National Emergency/Border Wall case (El Paso County v. Trump)
In February 2019, the President proclaimed a “National Emergency” on the U.S. – Mexico border. The President said that because Congress had refused to fund the border wall he wanted, he would build it anyway, using money expressly appropriated by Congress for other purposes.
El Paso County and the Border Human Rights Network sued in federal district court in Texas, claiming that the President’s actions violated the Appropriations Clause, the National Emergencies Act, and other statutory and Constitutional provisions.
We are representing El Paso County and the Border Network for Human Rights as part of a litigation team including Protect Democracy, O’Melveney & Myers, Wilkie, Farr & Gallagher, Stu Gerson and Larry Tribe.
On October 11, 2019, a federal judge ruled that the Trump administration’s use of funds pursuant to the National Emergency Act violated the 2019 Consolidated Appropriations Act.

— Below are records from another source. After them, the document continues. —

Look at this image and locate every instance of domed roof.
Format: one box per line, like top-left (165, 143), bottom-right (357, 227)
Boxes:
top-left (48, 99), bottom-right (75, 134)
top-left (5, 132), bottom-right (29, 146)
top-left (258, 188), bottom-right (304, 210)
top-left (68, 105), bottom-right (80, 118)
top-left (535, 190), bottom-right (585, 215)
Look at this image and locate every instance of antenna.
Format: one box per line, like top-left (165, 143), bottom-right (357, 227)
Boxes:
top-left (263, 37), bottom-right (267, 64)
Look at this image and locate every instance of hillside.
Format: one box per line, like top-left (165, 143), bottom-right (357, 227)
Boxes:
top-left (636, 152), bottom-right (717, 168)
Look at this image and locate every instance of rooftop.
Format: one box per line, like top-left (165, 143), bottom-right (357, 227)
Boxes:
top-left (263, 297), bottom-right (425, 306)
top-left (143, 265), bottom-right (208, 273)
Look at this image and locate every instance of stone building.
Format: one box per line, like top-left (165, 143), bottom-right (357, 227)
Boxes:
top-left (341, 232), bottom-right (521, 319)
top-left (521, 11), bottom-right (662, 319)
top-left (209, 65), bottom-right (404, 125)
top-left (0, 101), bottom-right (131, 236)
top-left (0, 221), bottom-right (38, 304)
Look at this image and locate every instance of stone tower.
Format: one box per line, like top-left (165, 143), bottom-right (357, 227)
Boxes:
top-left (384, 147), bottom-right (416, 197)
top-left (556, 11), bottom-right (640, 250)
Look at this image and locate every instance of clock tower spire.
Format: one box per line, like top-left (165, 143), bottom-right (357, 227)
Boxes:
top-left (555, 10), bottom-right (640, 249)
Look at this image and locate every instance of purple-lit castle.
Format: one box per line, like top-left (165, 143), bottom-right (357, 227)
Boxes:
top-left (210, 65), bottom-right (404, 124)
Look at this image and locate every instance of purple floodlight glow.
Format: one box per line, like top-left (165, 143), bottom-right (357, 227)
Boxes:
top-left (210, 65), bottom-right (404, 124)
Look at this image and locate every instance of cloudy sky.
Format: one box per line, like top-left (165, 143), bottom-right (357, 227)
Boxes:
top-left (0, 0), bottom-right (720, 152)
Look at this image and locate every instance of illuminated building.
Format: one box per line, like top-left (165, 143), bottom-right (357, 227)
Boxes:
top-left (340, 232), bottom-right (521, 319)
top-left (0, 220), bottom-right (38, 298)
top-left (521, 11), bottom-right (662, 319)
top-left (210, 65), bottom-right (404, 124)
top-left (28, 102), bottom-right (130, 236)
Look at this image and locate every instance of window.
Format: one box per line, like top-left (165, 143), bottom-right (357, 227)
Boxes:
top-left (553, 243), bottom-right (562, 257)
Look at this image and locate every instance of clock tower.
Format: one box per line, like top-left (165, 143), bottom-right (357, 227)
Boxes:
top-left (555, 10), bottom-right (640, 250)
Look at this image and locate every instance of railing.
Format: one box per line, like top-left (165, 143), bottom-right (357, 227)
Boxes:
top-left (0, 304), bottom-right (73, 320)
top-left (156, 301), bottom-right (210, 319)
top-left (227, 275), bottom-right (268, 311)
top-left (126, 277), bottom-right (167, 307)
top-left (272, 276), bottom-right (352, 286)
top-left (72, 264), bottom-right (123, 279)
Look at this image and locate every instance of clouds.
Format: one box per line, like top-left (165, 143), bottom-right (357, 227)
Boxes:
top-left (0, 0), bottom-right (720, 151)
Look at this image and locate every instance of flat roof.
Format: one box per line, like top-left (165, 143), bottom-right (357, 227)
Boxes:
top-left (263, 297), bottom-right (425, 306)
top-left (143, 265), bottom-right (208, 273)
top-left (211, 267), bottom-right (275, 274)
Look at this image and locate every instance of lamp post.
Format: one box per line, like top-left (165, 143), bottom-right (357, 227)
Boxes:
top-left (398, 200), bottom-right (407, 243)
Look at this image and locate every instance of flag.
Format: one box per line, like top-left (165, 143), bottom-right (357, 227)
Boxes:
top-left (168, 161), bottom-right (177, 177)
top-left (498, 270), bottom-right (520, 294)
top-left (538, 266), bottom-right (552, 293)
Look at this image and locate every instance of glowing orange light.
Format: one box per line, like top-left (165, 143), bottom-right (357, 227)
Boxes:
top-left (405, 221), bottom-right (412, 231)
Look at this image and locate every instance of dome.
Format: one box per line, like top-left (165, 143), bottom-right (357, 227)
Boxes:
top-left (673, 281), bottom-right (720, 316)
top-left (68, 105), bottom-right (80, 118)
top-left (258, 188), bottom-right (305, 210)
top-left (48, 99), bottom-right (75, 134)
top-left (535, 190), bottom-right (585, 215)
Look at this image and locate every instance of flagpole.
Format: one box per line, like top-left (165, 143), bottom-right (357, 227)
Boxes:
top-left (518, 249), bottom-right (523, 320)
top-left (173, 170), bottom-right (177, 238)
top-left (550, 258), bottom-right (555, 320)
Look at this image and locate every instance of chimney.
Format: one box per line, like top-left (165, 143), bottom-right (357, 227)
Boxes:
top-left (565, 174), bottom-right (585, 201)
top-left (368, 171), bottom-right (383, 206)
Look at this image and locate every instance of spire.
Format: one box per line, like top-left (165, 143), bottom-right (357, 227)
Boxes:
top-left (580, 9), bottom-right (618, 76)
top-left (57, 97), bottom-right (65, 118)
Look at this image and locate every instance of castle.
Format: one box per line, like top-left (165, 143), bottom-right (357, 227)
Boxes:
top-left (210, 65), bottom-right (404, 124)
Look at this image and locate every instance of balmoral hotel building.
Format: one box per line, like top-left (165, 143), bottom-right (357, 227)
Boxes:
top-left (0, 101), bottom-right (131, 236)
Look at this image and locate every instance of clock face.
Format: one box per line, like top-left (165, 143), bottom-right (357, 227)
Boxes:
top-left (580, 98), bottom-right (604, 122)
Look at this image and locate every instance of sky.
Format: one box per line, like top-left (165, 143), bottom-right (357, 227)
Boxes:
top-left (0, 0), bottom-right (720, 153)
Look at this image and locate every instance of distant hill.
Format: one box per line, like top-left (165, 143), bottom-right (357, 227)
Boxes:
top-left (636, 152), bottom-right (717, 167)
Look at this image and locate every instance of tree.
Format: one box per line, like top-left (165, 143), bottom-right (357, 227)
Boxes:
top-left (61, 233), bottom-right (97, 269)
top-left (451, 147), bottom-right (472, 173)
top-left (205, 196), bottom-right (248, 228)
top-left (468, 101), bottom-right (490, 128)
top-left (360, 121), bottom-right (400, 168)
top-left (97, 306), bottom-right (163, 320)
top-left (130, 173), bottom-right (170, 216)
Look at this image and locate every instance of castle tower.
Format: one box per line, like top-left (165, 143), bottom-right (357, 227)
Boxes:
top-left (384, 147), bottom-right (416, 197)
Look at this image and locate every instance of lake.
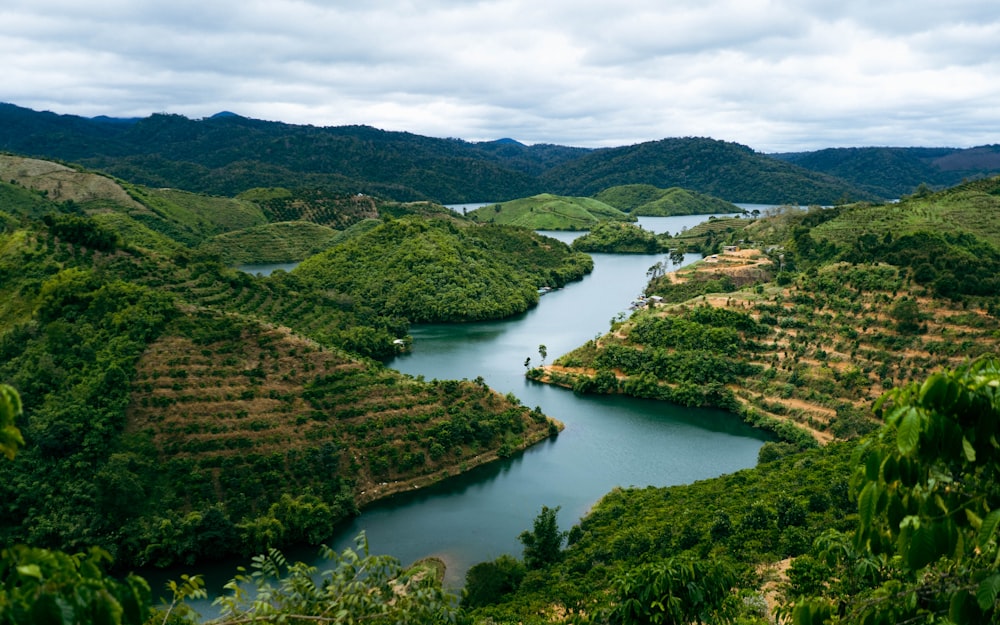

In light of this development, our legal team—which represents El Paso County and the Border Network on Human Rights—filed a supplemental brief asking the court to permanently enjoin the Department of Homeland Security from using those funds for the border wall anywhere along the U.S.-Mexico border.
On December 10, 2019, a federal district judge permanently enjoined the government from spending anything more than what Congress appropriated for the border wall.